The course is structured around key areas of psychology; each of which has been extremely influential in the development of social policies or changing mind sets about behaviour.
The emphasis is on applying knowledge and understanding, thereby developing students’ transferable skills of analysis, evaluation and critical thinking. Core areas of Psychology are studied as well as current issues and debates in the field.
- Why and under what circumstances do we obey orders?
- Do children learn aggression?
- How can we define abnormality?
- What are the most effective ways of treating disorders?
- Is eye-witness testimony reliable?
- How do researchers carry out scientific research?
In Year 12, topics will include: Cognitive Psychology (memory and forgetting), Developmental Psychology (attachment theory), Biological Psychology (including brain function and biorhythms), Social Psychology (conformity and obedience) and Psychopathology (including depression, phobias and suitable treatments) Students will develop a critical understanding of research methods and techniques of data handling including statistical analysis.
The second year of the A Level course involves specialist subject areas of aggression, gender and stress.

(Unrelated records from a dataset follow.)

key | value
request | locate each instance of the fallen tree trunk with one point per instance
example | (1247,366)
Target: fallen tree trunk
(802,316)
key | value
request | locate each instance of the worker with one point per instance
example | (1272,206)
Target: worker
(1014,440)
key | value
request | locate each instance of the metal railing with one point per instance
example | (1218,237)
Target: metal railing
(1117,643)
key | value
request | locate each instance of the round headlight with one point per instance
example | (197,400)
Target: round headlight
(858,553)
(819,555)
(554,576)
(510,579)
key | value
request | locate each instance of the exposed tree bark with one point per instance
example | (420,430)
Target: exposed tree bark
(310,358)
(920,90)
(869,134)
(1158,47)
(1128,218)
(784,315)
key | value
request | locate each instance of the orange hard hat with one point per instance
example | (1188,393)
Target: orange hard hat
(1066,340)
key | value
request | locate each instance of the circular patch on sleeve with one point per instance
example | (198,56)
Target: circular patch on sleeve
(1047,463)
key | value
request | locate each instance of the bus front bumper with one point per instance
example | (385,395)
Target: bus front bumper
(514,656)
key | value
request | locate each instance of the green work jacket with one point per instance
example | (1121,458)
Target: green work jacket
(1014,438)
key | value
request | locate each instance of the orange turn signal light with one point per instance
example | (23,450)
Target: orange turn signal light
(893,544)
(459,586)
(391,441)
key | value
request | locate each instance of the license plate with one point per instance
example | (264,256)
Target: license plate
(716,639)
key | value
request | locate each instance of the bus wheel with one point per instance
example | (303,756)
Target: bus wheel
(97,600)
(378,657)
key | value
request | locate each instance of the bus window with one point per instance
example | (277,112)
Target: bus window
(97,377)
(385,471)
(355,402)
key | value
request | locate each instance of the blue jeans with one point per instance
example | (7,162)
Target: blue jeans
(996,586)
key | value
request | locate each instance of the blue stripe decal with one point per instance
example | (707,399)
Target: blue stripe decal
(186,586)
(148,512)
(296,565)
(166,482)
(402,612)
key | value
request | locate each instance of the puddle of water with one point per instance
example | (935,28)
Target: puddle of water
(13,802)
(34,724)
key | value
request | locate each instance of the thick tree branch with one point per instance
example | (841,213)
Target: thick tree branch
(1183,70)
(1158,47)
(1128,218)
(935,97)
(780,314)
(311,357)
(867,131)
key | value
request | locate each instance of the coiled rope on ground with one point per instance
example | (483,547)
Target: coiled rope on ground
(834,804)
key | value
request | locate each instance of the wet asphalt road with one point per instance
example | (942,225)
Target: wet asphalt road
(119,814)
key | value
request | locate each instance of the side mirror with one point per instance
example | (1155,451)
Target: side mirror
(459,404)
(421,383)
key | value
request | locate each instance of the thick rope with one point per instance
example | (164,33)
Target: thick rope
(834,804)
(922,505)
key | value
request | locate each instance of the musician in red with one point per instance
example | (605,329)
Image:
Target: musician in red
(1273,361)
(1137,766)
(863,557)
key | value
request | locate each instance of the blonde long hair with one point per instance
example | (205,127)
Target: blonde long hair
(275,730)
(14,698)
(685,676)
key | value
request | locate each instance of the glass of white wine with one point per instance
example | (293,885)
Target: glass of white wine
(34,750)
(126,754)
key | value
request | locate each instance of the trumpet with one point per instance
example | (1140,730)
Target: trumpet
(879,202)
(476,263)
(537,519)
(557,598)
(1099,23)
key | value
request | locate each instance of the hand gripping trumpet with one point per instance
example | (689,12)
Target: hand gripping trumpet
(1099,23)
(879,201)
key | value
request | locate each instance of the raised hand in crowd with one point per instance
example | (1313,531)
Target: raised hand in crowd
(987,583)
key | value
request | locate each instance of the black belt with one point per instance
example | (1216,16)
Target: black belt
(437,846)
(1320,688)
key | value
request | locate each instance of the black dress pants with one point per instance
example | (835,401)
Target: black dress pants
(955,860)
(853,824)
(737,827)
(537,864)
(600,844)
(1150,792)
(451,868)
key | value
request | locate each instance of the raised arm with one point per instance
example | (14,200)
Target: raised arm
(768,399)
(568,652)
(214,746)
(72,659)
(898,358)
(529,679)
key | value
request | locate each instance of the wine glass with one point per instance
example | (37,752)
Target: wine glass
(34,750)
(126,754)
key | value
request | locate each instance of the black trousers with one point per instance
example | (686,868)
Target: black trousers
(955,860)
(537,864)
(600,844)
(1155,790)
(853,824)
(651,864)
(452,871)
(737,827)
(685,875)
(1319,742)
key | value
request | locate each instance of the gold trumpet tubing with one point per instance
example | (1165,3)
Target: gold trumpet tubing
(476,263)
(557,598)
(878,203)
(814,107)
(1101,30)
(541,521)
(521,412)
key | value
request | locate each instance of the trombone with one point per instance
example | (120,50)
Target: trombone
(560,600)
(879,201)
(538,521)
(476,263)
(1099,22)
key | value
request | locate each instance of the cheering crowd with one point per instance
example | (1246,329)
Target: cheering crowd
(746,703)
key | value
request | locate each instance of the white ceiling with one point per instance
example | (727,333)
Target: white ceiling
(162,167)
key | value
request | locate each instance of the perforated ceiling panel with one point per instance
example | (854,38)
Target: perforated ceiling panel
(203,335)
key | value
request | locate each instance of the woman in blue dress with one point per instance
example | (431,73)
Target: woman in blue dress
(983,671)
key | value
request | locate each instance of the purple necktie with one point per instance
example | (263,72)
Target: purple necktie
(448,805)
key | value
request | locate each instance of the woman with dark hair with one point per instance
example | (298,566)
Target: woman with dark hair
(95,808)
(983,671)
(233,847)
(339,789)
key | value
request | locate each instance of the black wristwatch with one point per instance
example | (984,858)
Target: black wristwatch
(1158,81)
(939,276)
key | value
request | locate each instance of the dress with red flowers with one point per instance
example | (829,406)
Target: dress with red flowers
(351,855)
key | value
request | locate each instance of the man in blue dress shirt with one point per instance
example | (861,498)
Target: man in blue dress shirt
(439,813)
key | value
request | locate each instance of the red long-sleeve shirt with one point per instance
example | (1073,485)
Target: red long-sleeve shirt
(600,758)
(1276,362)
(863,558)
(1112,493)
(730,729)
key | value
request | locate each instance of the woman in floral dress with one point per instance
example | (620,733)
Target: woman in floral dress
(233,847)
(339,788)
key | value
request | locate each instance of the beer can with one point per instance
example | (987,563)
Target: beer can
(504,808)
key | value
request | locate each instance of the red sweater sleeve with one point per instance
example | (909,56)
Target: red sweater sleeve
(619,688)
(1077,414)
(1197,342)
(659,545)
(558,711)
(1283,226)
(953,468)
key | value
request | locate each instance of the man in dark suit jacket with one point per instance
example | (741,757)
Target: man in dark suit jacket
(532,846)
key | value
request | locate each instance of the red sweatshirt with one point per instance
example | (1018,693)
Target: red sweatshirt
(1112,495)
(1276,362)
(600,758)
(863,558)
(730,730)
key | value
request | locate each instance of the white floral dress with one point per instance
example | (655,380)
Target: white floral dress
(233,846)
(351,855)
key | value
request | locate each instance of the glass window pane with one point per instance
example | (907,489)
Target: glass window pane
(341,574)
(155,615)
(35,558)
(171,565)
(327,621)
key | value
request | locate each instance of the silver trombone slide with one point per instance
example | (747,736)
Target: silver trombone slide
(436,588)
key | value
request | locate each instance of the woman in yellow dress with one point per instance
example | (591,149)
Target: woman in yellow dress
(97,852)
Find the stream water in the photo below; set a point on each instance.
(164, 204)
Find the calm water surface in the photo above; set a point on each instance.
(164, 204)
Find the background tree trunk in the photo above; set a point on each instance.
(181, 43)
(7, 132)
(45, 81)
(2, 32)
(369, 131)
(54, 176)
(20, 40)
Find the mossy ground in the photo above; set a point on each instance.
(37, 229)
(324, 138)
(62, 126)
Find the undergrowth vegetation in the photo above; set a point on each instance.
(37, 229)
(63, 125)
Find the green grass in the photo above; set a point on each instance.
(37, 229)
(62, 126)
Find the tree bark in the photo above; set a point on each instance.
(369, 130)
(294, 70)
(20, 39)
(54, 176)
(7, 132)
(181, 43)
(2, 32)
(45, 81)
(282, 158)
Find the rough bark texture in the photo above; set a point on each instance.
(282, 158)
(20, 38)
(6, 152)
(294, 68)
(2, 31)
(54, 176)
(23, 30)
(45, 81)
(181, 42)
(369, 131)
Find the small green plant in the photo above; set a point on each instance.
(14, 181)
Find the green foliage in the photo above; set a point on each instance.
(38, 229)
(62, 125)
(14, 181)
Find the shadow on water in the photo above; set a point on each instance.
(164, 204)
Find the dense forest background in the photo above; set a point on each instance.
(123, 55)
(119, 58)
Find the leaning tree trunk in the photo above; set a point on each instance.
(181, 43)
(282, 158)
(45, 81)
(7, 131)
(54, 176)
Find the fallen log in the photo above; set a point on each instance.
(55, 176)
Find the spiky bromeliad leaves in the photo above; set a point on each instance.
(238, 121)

Each topic will be considered from a variety of perspectives and potential applications.
Students will be tested using a variety of multiple choice, short question and answer as well as essay based questions.
A wide range of teaching methods are used within the department. Sometimes there are teacher-led presentations and often students work in groups to research a topic, evaluate a study or plan practical work. There are often lively and, occasionally, controversial discussions in lessons. We have lots of DVDs to develop topics further and we even draw on song to reinforce learning!
Students of A level psychology have gone on to study a wide range of subjects at university. These subjects have included law, medicine, dentistry, history, geography, politics, natural sciences and philosophy. A significant number of students go on to study Psychology at university.